Finding the IDF word embeddings

In [None]:
from collections import defaultdict

# Sample corpus
corpus = [
    "He is Walter",
    "He is William",
    "He isn’t Peter or September"
]

# Function to tokenize sentences
def tokenize(sentence):
    return sentence.split()

# Function to calculate term frequency
def compute_tf(corpus):
    tf = []
    for document in corpus:
        tokens = tokenize(document)
        tf_doc = defaultdict(float)
        total_terms = len(tokens)
        for token in tokens:
            tf_doc[token] += 1.0 / total_terms
        tf.append(tf_doc)
    return tf

# Calculate term frequency
tf = compute_tf(corpus)
print("Term Frequency:")
print(tf )

# Print term frequency for each document
for i, tf_doc in enumerate(tf):
    print(f"Term Frequency for document {i + 1}:")
    for term, freq in tf_doc.items():
        print(f"  {term}: {freq:.3f}")

Term Frequency:
[defaultdict(<class 'float'>, {'He': 0.3333333333333333, 'is': 0.3333333333333333, 'Walter': 0.3333333333333333}), defaultdict(<class 'float'>, {'He': 0.3333333333333333, 'is': 0.3333333333333333, 'William': 0.3333333333333333}), defaultdict(<class 'float'>, {'He': 0.2, 'isn’t': 0.2, 'Peter': 0.2, 'or': 0.2, 'September': 0.2})]
Term Frequency for document 1:
  He: 0.333
  is: 0.333
  Walter: 0.333
Term Frequency for document 2:
  He: 0.333
  is: 0.333
  William: 0.333
Term Frequency for document 3:
  He: 0.200
  isn’t: 0.200
  Peter: 0.200
  or: 0.200
  September: 0.200


In [4]:
import math
from collections import defaultdict

# Sample corpus
corpus = [
    "He is Walter",
    "He is William",
    "He isn’t Peter or September"
]

# Function to tokenize sentences
def tokenize(sentence):
    return sentence.split()

# Function to calculate document frequency
def compute_df(corpus):
    df = defaultdict(int)
    for document in corpus:
        tokens = set(tokenize(document))
        for token in tokens:
            df[token] += 1
    return df

# Function to calculate inverse document frequency
def compute_idf(corpus, df):
    idf = {}
    N = len(corpus)
    for term, count in df.items():
        idf[term] = math.log10(N / count)
    return idf

# Tokenize the corpus and calculate document frequency
df = compute_df(corpus)

# Calculate inverse document frequency
idf = compute_idf(corpus, df)

# Print IDF values
for term, value in idf.items():
    print(f"IDF('{term}') = {value:.4f}")


IDF('He') = 0.0000
IDF('Walter') = 0.4771
IDF('is') = 0.1761
IDF('William') = 0.4771
IDF('or') = 0.4771
IDF('Peter') = 0.4771
IDF('September') = 0.4771
IDF('isn’t') = 0.4771


Finding the Term Frequency Inverse Document Frequency - TF-IDF - word embeddings

In [None]:
import numpy as np
from sklearn.feature_extraction.text import CountVectorizer

# Sample corpus
corpus = [
    "He is Walter",
    "He is William",
    "He isn’t Peter or September"
]

# Initialize the CountVectorizer to get the term-document matrix
vectorizer = CountVectorizer()
X = vectorizer.fit_transform(corpus)

# Compute the document frequency for each term
df = np.sum(X.toarray() > 0, axis=0)

# Compute the inverse document frequency (IDF)
N = X.shape[0]
idf = np.log((N+1) / (df+1)) + 1

# Get the feature names (vocabulary)
feature_names = vectorizer.get_feature_names_out()

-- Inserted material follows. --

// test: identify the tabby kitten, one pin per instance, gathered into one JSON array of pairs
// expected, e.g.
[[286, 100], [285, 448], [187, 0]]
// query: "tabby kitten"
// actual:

# Create a dictionary to map terms to their IDF values
idf_dict = dict(zip(feature_names, idf))

print("Vocabulary and IDF values:")
for term, idf_value in idf_dict.items():
    print(f"{term}: {idf_value:.4f}")


Vocabulary and IDF values:
he: 1.0000
is: 1.2877
isn: 1.6931
or: 1.6931
peter: 1.6931
september: 1.6931
walter: 1.6931
william: 1.6931